Nadie está preocupado de eso ahora. Chile Vamos desechó sus lazos con el gobierno en los días siguientes al 18-O y eso no ha hecho más que agudizarse día tras día, para llegar al clímax en que está hoy con la proximidad de las elecciones. La Moneda está repleta de historias de aliados que en privado se declaran leales, pero en público lo denuestan porque podrían perder sus puestos electorales.

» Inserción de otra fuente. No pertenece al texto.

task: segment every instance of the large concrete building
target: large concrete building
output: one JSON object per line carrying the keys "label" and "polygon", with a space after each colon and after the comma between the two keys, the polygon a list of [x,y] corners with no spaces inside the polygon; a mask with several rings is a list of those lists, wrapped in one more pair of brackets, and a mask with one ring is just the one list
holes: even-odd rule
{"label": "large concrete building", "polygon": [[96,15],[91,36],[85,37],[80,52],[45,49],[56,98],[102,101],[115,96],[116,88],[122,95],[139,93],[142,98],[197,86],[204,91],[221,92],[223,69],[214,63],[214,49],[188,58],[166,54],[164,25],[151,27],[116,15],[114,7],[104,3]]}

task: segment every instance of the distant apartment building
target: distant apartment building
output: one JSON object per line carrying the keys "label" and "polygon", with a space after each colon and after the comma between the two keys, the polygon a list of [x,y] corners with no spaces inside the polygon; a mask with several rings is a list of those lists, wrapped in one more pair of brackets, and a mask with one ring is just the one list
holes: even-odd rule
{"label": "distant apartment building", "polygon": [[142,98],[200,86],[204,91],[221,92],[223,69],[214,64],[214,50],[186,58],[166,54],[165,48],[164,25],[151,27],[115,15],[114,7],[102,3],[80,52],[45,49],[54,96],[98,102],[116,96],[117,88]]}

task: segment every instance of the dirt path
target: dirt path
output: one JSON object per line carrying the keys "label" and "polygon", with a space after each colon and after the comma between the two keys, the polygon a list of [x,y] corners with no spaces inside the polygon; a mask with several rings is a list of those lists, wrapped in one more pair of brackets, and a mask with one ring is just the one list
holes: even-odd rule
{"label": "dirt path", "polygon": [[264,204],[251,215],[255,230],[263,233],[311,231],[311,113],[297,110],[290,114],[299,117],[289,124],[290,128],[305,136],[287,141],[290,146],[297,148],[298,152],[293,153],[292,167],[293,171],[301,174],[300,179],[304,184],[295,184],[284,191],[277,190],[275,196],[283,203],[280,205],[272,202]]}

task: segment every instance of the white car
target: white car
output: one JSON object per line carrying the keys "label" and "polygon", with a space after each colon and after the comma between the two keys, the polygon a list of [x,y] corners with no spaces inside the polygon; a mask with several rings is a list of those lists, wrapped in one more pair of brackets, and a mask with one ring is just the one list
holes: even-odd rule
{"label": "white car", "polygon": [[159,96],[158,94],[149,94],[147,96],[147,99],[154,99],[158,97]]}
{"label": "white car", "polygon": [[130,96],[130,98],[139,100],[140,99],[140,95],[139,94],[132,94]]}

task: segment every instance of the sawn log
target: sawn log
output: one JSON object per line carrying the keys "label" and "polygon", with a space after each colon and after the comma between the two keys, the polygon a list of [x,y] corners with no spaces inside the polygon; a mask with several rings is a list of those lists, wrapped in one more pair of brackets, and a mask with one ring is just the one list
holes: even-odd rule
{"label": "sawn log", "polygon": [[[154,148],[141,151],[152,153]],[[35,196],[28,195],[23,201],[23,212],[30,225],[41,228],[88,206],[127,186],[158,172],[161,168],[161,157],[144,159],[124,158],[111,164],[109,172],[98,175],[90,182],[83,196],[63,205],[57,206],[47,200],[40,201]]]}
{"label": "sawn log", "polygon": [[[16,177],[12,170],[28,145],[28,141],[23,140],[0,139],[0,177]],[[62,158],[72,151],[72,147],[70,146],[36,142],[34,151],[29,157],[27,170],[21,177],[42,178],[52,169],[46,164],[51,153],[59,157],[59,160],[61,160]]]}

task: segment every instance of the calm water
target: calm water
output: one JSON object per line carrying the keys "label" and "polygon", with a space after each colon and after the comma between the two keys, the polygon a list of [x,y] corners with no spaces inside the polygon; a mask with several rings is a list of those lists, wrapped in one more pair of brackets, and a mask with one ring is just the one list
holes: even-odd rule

El Presidente tiene una curiosa fascinación por la soledad. No le importa. Lo seduce cierta infatuación de la voluntad; sabe que le cobran cuentas nuevas y viejas, a veces muy viejas. Así ha ido su vida en la política. Pero esta vez es diferente. La ira de la oposición se siente en las puertas del Palacio. El país camina por una cornisa. Ante esa evidencia, el gobierno impulsa ahora un acuerdo tributario que pueda quitar la espoleta de la situación.

No se sabe si está a tiempo o es demasiado tarde. No se sabe si frenará el deseo de sacar al Presidente, cuya fuerza flamígera no tiene en cuenta que, si eso llegara a ocurrir, no habrá Presidente seguro por muchos años más.